Kemudian apa yang dikampanyekan dan diperjuangkan oleh Rifka Annisa (Divisi Men’s Program)? Rifka Annisa berupaya memperjuangkan keadilan gender dengan cara meng-counter dan meminimalisir sisi negatif maskulinitas dalam masyarakat. Jadi sifat maskulin dan feminine itu pada dasarya netral dan tidak berbahaya. Dalam diri setiap orang berpotensi memiliki kedua sifat tersebut. Itu akan menimbulkan permasalahan tergantung bagaimana cara mengekspesikannya. Kekerasan maupun ketidakadilan gender terkadang muncul akibat perasaan dan cara berpikir patriarki yang menyalahgunakan sifat maskulin dan feminine tersebut. Belum lagi keyakinan nilai dalam melihat relasi antar kelas di masyarakat juga banyak berpengaruh dalam pembentukan konstruksi maskulinitas tersebut. Masalah juga muncul dalam pemaknaan budaya dalam konteks maskulinitas dan femininitas yang memberikan prasarat bahwa seseorang dapat bertahan hidup (dalam kompetisi) jika dan hanya jika mengadopsi nilai-nilai maskulin. Cara kerja budaya seperti inilah yang sarat dengan nilai-nilai patriarki.
Lebih lanjut, bagaimana budaya patriarki ini bekerja?
1. Budaya patriarki melakukan pembakuan dan membentuk dikotomi antara laki-laki-perempuan serta maskulin-feminin
2. Budaya patriarki memberikan nilai lebih pada sifat maskulin kemudian mengidentikan maskulin dengan pemimpin, dominan, lebih berwibawa, lebih tegas, dan sebagainya
3. Budaya patriarki mengatur bagaimana sifat maskulin dan feminine harus diekspresikan dengan cara yang dipertentangkan dan cenderung merugikan
4. Bersifat heteronormatif sehingga tidak mengenal homoseksual
Kebanyakan kasus kekerasan dalam masyarakat dapat dianalisis dalam dimensi bagaimana sifat maskulin diekspresikan. Kekerasan dalam rumah tangga, kekerasan dalam pacaran, penindasan buruh oleh majikan, merupakan potret peristiwa yang sarat penyalahgunaan sifat maskulin ini melalui cara berpikir yang begitu patriarkis.
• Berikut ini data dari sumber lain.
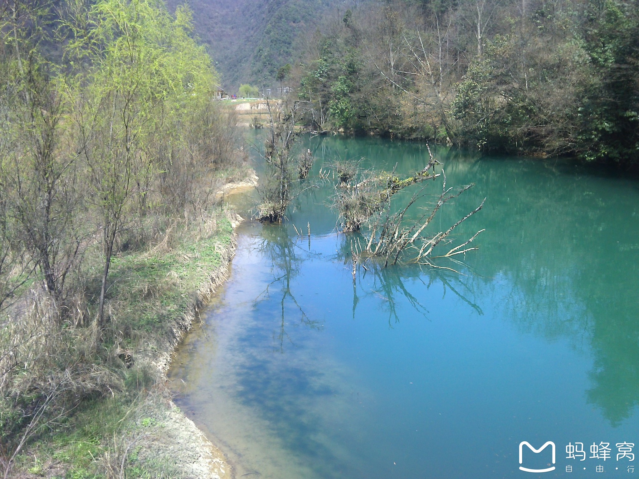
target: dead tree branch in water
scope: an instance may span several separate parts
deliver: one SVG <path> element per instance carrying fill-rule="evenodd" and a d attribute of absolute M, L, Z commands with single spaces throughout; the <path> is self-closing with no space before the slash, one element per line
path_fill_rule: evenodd
<path fill-rule="evenodd" d="M 483 229 L 445 254 L 433 256 L 435 247 L 442 241 L 448 241 L 447 238 L 458 226 L 481 209 L 486 199 L 477 208 L 445 231 L 435 234 L 426 232 L 427 227 L 432 224 L 433 218 L 444 204 L 473 186 L 471 184 L 459 188 L 449 187 L 443 170 L 441 173 L 435 173 L 436 165 L 442 163 L 434 158 L 429 148 L 428 153 L 429 160 L 426 167 L 407 178 L 400 179 L 396 176 L 394 169 L 390 173 L 370 173 L 363 179 L 361 175 L 354 175 L 351 180 L 358 178 L 359 181 L 357 183 L 352 181 L 341 182 L 335 186 L 337 193 L 334 197 L 334 207 L 339 211 L 343 218 L 343 231 L 357 231 L 366 227 L 362 232 L 366 240 L 365 246 L 360 246 L 356 252 L 358 257 L 383 259 L 384 267 L 389 263 L 396 264 L 403 260 L 443 268 L 436 266 L 430 260 L 435 257 L 450 258 L 460 254 L 465 255 L 469 251 L 477 249 L 469 245 Z M 424 213 L 416 220 L 406 220 L 406 213 L 412 211 L 415 202 L 424 196 L 424 186 L 413 195 L 403 209 L 391 213 L 391 198 L 394 195 L 408 186 L 426 179 L 434 180 L 440 176 L 443 180 L 442 192 L 430 211 Z M 355 247 L 357 249 L 357 244 Z M 454 271 L 452 268 L 446 269 Z"/>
Di sisi lain, menarik pula untuk melihat bagaimana maskulinitas dan pencitraan laki-laki ini dimanfaatkan oleh kapitalisme. Keyakinan akan sosok laki-laki yang sempurna adalah laki-laki yang kuat, kompetitif, dan dominan kemudian menyebabkan banyak laki-laki terjebak dalam produk kapitalis untuk memenuhi dan membuktikan kelaki-lakiannya. Hal ini kemudian memunculkan ideom-ideom sex tentang kelaki-lakian yang dikomodifikasi oleh pasar.